3.3. Deve affermarsi, pertanto, confermando consolidati orientamenti di questa S.C., che i descritti motivi si risolvono in un’inammissibile richiesta di nuova valutazione di fatti ormai definitivamente accertati in sede di merito, dato che la parte ricorrente delineando solo genericamente la violazione di norme sulla valutazione delle presunzioni e dei mezzi di prova, si limita ad invocare una diversa lettura delle risultanze probatorie e dei fatti, come accertati, ricostruiti ed interpretati dalla corte di merito.

Nelle parti in cui prospettano vizi di motivazione, le censure non tengono conto, quanto alla valutazione delle prove adottata dai giudici di merito, il sindacato di legittimità non può investire il risultato ricostruttivo in sè, che appartiene all’ambito dei giudizi di fatto riservati al giudice di merito, (Cass. n. 12690/10, in motivazione; n. 5797/05; 15693/04). Del resto, i vizi motivazionali denunciabili in Cassazione non possono consistere nella difformità dell’apprezzamento dei fatti e delle prove dato dal giudice del merito rispetto a quello preteso dalla parte, spettando solo a detto giudice individuare le fonti del proprio convincimento, valutare le prove, controllarne l’attendibilità e la concludenza, scegliere tra le risultanze istruttorie quelle ritenute idonee a dimostrare i fatti in discussione, dare prevalenza all’uno o all’altro mezzo di prova, salvo i casi tassativamente previsti dalla legge in cui un valore legale è assegnato alla prova (Cass. n. 6064/08; nonchè Cass. n. 26886/08 e 21062/09, in motivazione).

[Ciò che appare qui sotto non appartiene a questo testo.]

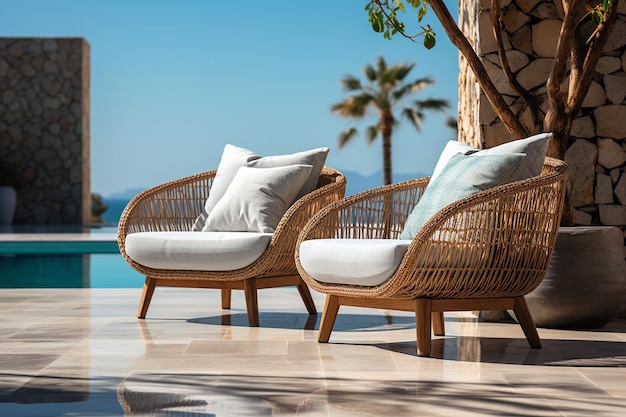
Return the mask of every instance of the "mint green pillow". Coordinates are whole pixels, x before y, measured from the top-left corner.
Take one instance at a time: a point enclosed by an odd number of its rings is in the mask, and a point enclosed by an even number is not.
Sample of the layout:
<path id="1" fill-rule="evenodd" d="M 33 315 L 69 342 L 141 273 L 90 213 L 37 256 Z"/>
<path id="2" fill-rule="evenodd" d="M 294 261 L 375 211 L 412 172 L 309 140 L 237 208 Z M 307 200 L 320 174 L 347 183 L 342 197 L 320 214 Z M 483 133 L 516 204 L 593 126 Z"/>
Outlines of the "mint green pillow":
<path id="1" fill-rule="evenodd" d="M 454 155 L 426 187 L 404 224 L 400 238 L 413 239 L 428 219 L 457 200 L 515 181 L 525 156 L 523 153 Z"/>

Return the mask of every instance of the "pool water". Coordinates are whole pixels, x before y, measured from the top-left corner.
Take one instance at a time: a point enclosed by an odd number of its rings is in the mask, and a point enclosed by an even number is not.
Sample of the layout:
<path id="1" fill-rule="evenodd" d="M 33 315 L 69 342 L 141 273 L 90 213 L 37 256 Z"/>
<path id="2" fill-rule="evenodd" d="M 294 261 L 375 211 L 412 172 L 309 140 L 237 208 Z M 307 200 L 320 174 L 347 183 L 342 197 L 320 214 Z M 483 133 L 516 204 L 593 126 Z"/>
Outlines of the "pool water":
<path id="1" fill-rule="evenodd" d="M 122 255 L 0 255 L 0 288 L 141 288 L 145 277 Z"/>
<path id="2" fill-rule="evenodd" d="M 141 288 L 117 247 L 117 228 L 0 230 L 0 288 Z"/>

3.4. Si ritiene che il ricorso possa trattarsi in Camera di consiglio e rigettarsi”.

La relazione è stata comunicata al Pubblico Ministero e notificata ai difensori delle parti costituite.

Le parti non hanno presentato memorie.

Ritenuto che:

a seguito della discussione sul ricorso in camera di consiglio, il collegio ha condiviso i motivi in fatto e in diritto esposti nella relazione;

che il ricorso deve perciò essere rigettato, essendo manifestamente infondato;

le spese seguono la soccombenza nei rapporti tra le parti costituite e si liquidano in dispositivo;

visti gli artt. 380-bis e 385 cod. proc. civ..

P.Q.M.

Rigetta il ricorso. Condanna il ricorrente al pagamento delle spese del presente giudizio, che liquida, in favore di ciascuna parte costituita, in Euro 3000,00, di cui Euro 2800,00 per onorario, oltre spese generali ed accessori di legge.

Così deciso in Roma, il 15 giugno 2011.